Надо сказать, после того, как Суслик стал юннатом, жизнь его изменилась к лучшему – он перестал быть неприкаянным маленьким грызуном и теперь несется по двору из школы на крейсерской скорости, чтобы побыстрее сделать уроки и бежать к своим друзьям и муравьям. Иной раз останавливается поговорить со мной, или я заглядываю к ним после института, передаю ему приветы от Светки и расспрашиваю, как его мелкие дела. Не скажу, что мне они интересны, но раз обещала... К тому же это ненормально, когда человеку поговорить не с кем.

А потом Светка написала, что ждет ребенка, и я все думала, как это странно: я вот опять делаю уроки, хожу на дискотеку, а она скоро будет мамой. Встретив у подъезда тетю Настасью, Светкину мать, я заулыбалась и принялась ее поздравлять. Она некоторое время удивленно смотрела на меня, хлопая глазами, и я вдруг подумала, что выглядит она лучше, чем тогда, когда Светка жила дома, – вон и ресницы накрашены, и волосы уложены.
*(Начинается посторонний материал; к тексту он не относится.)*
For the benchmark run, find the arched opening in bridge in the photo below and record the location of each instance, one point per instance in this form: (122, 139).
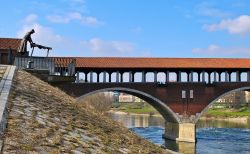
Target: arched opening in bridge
(231, 108)
(159, 106)
(127, 109)
(161, 77)
(138, 77)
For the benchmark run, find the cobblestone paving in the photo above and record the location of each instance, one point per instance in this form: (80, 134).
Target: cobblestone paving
(2, 71)
(43, 119)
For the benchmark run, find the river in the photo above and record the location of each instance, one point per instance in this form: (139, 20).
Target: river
(213, 136)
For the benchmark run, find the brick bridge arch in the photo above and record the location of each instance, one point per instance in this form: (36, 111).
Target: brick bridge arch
(160, 106)
(180, 114)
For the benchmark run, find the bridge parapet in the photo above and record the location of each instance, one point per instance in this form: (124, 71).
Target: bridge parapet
(55, 65)
(209, 76)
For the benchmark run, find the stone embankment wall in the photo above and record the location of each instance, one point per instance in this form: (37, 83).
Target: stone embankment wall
(43, 119)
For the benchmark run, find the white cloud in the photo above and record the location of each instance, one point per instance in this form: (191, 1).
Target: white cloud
(66, 47)
(137, 29)
(31, 18)
(109, 48)
(238, 26)
(216, 50)
(209, 9)
(74, 16)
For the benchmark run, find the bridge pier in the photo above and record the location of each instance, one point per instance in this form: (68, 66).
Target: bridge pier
(183, 132)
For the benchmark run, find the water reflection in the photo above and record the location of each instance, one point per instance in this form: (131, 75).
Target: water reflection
(212, 137)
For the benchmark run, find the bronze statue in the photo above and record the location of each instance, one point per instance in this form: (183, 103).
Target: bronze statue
(25, 40)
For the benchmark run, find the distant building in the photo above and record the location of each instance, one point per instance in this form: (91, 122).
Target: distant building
(126, 98)
(233, 99)
(8, 49)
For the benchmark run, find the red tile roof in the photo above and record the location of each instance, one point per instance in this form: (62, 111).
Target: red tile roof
(13, 43)
(125, 62)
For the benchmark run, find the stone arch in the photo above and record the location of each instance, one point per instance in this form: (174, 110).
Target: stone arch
(213, 101)
(161, 107)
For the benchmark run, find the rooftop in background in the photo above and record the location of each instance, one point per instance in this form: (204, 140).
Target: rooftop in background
(172, 63)
(13, 43)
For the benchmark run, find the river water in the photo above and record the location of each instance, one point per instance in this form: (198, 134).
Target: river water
(213, 136)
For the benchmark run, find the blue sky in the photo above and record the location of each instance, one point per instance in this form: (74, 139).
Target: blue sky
(141, 28)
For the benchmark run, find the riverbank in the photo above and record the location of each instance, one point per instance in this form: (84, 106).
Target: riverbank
(43, 119)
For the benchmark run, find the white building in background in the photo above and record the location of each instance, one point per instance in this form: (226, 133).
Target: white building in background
(126, 98)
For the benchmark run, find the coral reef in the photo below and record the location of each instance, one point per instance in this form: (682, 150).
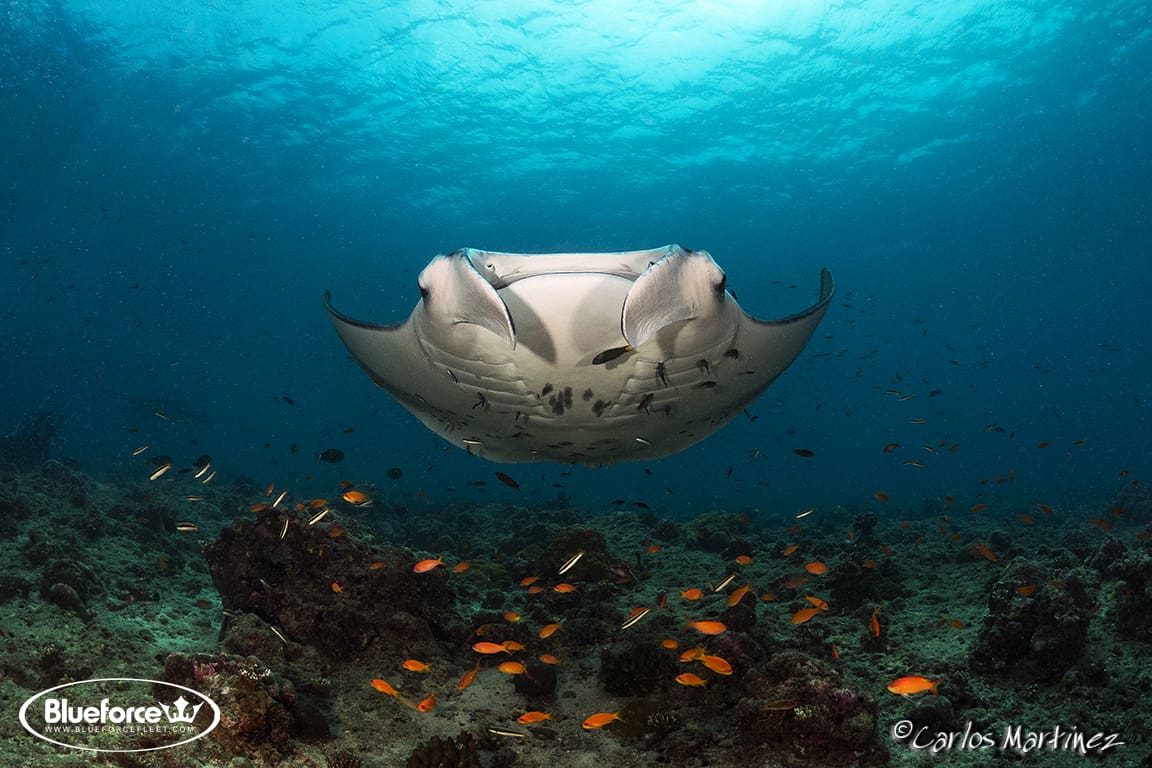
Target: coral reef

– Чего-то не пойму, Татьяна, ты о чем? Какая радость скоро будет?

– Ну как же, вы бабушкой станете. – Мне и в голову не пришло, что подруга матери могла не написать и не позвонить.
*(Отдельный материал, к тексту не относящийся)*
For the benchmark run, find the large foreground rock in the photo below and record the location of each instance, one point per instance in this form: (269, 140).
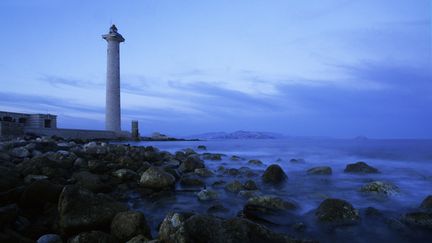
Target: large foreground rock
(360, 167)
(81, 210)
(380, 188)
(274, 174)
(419, 219)
(127, 225)
(337, 211)
(192, 228)
(156, 178)
(322, 170)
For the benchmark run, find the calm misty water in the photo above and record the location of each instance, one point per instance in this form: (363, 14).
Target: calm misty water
(406, 163)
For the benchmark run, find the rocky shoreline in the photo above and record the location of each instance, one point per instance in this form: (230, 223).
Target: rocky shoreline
(55, 190)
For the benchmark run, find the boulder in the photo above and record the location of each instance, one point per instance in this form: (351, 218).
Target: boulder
(205, 228)
(127, 225)
(204, 172)
(20, 152)
(9, 178)
(38, 193)
(202, 147)
(250, 185)
(419, 219)
(337, 211)
(81, 210)
(255, 162)
(207, 195)
(271, 202)
(93, 237)
(234, 186)
(157, 179)
(191, 163)
(381, 188)
(125, 174)
(210, 156)
(360, 167)
(322, 170)
(427, 203)
(50, 238)
(274, 174)
(92, 182)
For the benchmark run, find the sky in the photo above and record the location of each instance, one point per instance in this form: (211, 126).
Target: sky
(332, 68)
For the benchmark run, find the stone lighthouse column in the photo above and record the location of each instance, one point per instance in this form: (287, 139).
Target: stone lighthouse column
(112, 109)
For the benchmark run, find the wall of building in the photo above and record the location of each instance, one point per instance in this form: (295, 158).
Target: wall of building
(78, 133)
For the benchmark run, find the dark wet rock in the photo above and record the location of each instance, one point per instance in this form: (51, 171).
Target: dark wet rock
(33, 178)
(249, 193)
(8, 214)
(271, 202)
(372, 212)
(255, 162)
(322, 170)
(191, 181)
(207, 195)
(205, 228)
(92, 182)
(20, 152)
(297, 161)
(127, 225)
(219, 183)
(427, 203)
(250, 185)
(236, 158)
(204, 172)
(93, 237)
(125, 174)
(232, 172)
(172, 171)
(360, 167)
(234, 186)
(337, 211)
(140, 239)
(81, 210)
(202, 147)
(156, 178)
(418, 219)
(211, 156)
(98, 166)
(50, 238)
(380, 187)
(37, 194)
(216, 208)
(9, 178)
(274, 174)
(191, 163)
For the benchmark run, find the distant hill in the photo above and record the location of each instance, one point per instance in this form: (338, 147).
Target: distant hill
(238, 135)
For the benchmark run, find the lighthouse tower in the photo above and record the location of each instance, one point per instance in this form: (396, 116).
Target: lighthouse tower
(112, 109)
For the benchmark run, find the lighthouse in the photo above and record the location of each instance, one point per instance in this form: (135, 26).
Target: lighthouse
(112, 108)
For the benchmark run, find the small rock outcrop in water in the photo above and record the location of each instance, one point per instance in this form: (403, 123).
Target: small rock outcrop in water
(427, 203)
(178, 227)
(127, 225)
(81, 210)
(380, 187)
(337, 211)
(274, 174)
(360, 167)
(322, 170)
(155, 178)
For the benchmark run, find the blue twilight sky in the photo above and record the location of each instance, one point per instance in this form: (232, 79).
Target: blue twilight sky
(315, 68)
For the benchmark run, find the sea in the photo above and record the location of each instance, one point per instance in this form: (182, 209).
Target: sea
(407, 163)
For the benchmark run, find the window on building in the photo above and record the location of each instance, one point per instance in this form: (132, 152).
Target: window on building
(47, 123)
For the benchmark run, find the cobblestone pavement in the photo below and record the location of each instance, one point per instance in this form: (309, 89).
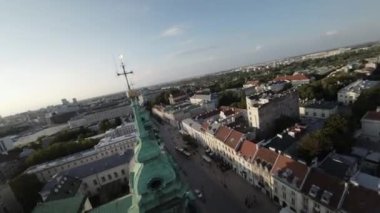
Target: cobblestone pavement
(223, 191)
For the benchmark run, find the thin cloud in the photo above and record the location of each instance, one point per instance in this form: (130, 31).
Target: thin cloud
(331, 33)
(172, 31)
(195, 51)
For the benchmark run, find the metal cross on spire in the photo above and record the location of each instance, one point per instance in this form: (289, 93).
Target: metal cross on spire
(125, 73)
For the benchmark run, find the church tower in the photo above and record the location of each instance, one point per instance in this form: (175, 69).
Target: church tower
(154, 181)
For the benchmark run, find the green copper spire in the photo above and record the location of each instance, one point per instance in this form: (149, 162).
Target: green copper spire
(155, 183)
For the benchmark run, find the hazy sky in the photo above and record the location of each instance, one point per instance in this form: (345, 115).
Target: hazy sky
(53, 49)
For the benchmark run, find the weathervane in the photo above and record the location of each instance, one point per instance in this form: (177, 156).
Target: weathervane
(125, 73)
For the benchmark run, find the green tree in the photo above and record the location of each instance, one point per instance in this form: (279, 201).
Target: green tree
(118, 121)
(26, 189)
(105, 125)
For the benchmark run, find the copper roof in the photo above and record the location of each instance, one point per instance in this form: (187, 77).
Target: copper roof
(360, 199)
(205, 126)
(222, 133)
(325, 182)
(234, 138)
(295, 77)
(285, 164)
(266, 155)
(372, 115)
(248, 149)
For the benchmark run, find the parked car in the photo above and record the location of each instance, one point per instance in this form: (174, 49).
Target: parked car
(206, 158)
(199, 194)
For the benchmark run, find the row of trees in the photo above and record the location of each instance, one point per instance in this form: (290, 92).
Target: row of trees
(368, 100)
(26, 189)
(105, 125)
(336, 134)
(326, 88)
(72, 135)
(59, 150)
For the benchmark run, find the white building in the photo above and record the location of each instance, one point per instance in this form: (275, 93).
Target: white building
(8, 201)
(371, 125)
(288, 178)
(318, 109)
(265, 108)
(296, 79)
(106, 147)
(350, 93)
(97, 117)
(7, 144)
(207, 99)
(174, 114)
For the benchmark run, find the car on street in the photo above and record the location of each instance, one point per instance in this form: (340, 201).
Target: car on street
(206, 158)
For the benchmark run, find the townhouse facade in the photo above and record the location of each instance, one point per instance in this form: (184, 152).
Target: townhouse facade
(288, 182)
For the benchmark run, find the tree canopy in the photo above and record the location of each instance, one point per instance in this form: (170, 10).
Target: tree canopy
(26, 189)
(336, 134)
(59, 150)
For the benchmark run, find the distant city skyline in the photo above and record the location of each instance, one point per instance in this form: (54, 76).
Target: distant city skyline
(54, 49)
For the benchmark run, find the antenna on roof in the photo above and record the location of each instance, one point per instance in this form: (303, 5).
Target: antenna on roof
(125, 73)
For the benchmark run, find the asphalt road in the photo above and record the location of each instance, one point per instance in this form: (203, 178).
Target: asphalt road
(223, 192)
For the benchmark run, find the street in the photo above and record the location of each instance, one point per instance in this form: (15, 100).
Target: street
(223, 191)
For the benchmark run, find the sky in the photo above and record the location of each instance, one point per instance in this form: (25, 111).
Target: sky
(54, 49)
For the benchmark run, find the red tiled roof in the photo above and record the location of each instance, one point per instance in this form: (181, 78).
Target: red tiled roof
(298, 169)
(234, 138)
(254, 82)
(248, 149)
(295, 77)
(222, 133)
(205, 125)
(359, 199)
(228, 112)
(326, 182)
(208, 114)
(372, 115)
(266, 155)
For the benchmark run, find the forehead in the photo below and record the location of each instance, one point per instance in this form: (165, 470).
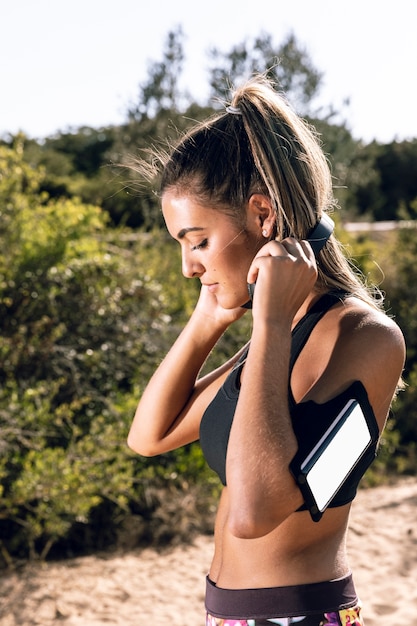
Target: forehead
(184, 213)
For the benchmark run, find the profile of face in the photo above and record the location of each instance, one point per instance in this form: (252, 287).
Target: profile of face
(214, 248)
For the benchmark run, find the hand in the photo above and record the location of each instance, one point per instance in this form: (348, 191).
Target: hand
(285, 272)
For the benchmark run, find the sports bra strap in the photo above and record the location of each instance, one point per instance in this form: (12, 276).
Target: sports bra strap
(305, 326)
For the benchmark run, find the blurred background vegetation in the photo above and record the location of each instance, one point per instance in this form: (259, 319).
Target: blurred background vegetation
(91, 298)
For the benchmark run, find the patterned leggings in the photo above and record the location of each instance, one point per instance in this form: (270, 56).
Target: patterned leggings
(344, 617)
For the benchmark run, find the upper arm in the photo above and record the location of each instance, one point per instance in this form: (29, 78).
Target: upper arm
(368, 347)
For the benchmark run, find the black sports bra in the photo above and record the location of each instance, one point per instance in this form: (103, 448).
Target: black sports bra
(307, 417)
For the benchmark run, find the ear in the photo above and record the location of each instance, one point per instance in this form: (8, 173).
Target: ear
(262, 215)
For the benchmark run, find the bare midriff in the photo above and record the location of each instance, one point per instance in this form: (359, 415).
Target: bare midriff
(297, 552)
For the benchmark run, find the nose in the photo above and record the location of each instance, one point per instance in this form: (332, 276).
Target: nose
(190, 267)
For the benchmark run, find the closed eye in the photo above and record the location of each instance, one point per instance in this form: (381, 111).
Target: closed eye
(200, 246)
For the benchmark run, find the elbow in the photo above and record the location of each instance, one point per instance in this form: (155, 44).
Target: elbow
(140, 447)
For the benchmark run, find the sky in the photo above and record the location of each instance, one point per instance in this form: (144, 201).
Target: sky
(71, 63)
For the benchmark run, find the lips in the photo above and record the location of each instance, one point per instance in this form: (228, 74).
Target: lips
(210, 286)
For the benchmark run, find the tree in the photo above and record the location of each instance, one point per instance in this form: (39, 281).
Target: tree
(382, 180)
(160, 91)
(288, 65)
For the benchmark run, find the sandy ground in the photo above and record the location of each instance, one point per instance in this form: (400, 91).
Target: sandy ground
(167, 589)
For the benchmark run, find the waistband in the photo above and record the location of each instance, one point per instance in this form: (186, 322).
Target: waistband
(289, 601)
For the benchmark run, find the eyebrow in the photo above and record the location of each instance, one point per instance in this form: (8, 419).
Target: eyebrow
(184, 231)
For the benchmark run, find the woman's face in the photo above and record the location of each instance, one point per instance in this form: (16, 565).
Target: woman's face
(214, 248)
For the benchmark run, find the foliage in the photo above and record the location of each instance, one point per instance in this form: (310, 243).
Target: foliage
(82, 326)
(288, 65)
(382, 180)
(87, 309)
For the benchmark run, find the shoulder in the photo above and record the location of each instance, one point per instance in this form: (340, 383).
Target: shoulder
(356, 341)
(366, 330)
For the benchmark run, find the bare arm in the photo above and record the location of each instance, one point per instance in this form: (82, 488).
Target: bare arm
(355, 343)
(169, 412)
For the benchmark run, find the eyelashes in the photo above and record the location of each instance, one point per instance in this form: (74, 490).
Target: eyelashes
(201, 245)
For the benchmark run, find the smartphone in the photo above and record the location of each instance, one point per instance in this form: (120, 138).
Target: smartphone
(341, 448)
(317, 239)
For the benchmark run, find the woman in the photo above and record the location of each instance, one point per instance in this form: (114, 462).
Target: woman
(241, 193)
Настасья уронила сумку и вцепилась мне в плечо так, что я скривилась от боли.

– Как бабушкой? Ты что несешь?

Вот Светка зараза, подумала я. Но делать было нечего – пришлось вкратце пересказать письмо подруги: о том, что живут они с Николаем хорошо, что Светка учится на вечернем и ждет ребенка...

– Они расписаны? – прервала меня напряженно слушавшая женщина.

– Н-не знаю, она не написала.

– Значит, не расписаны! Живет как б...дь, – припечатала Настасья. Потом как-то искоса взглянула на меня, отвела глаза и быстро попросила: – Ты уж не рассказывай никому, Татьяна, сделай милость, не позорь меня.

– Хорошо... Если вы не хотите, я не буду. Я просто не думала, что...

– Что? Что я не хочу стать бабушкой? А вот представь себе – не хочу! Я, может, замуж скоро выйду, Славке (это Суслика Славкой зовут) отец нужен, а то отобьется от рук, как шалава эта... И напиши ей вот что – если хахаль ее выгонит, пусть не вздумает возвращаться: не пущу ни ее, ни отродье непонятно чье. Напиши, слышишь?

Я кивнула. Как-то мне неприятно стало. Тем вечером, сидя на лавочке и вполуха слушая разговоры, я все думала: а вот моя мама выгнала бы меня, если бы я, скажем, забеременела от Андрея, а он не захотел бы жениться? Или не от Андрея, а, например, от Анатолия – парня из нашей группы: он мне записочки пишет и на последней дискотеке подрался с каким-то приятелем Андрея, который полез ему указывать, что я, мол, девушка солдата. Я представила себе, как мама сядет на стул и будет на меня долго смотреть... а потом мы обе хором заревели бы... но она меня ни за что не выгнала бы. Думаю, и попрекать бы особо не стала.

Светке я все написала, она ответила в том смысле – пусть подавится своей свободой, и квартирой, и всем остальным. Потом позвонила, сказала, что родила девчонку, назвала Марией. Я так за нее счастлива...


Андрей вернулся из армии, и у нас все опять идет ни шатко ни валко. И я даже позавидовала Светке, которая вдруг позвонила и сообщила, что они с Николаем разошлись. Так я и не поняла, что там у них не сложилось – по этому поводу Светка была весьма невнятна. Но квартиру он ей и дочке оставил, потому домой к тетке Настасье Светка не вернулась.

Вот у человека жизнь кипит. А здесь? Андрей меня вчера до дома провожал, зашел, мама позвонила, сказала, что задерживается. По времени понятно – успеваем. Позанимались сексом. Потом он ушел, а я села смотреть «Римские каникулы». Каждый раз, вставляя в магнитофон кассету, я испытываю чувство стыда. Это единственная вещь, которую я украла. Наверное, с точки зрения морали и нравственности, или, если угодно, греха, не так важно, сколько этих вещей – одна или много. Все равно нехорошо. Но ведь она все равно пылилась бы на полке! Ее даже никто не хватился, честное слово!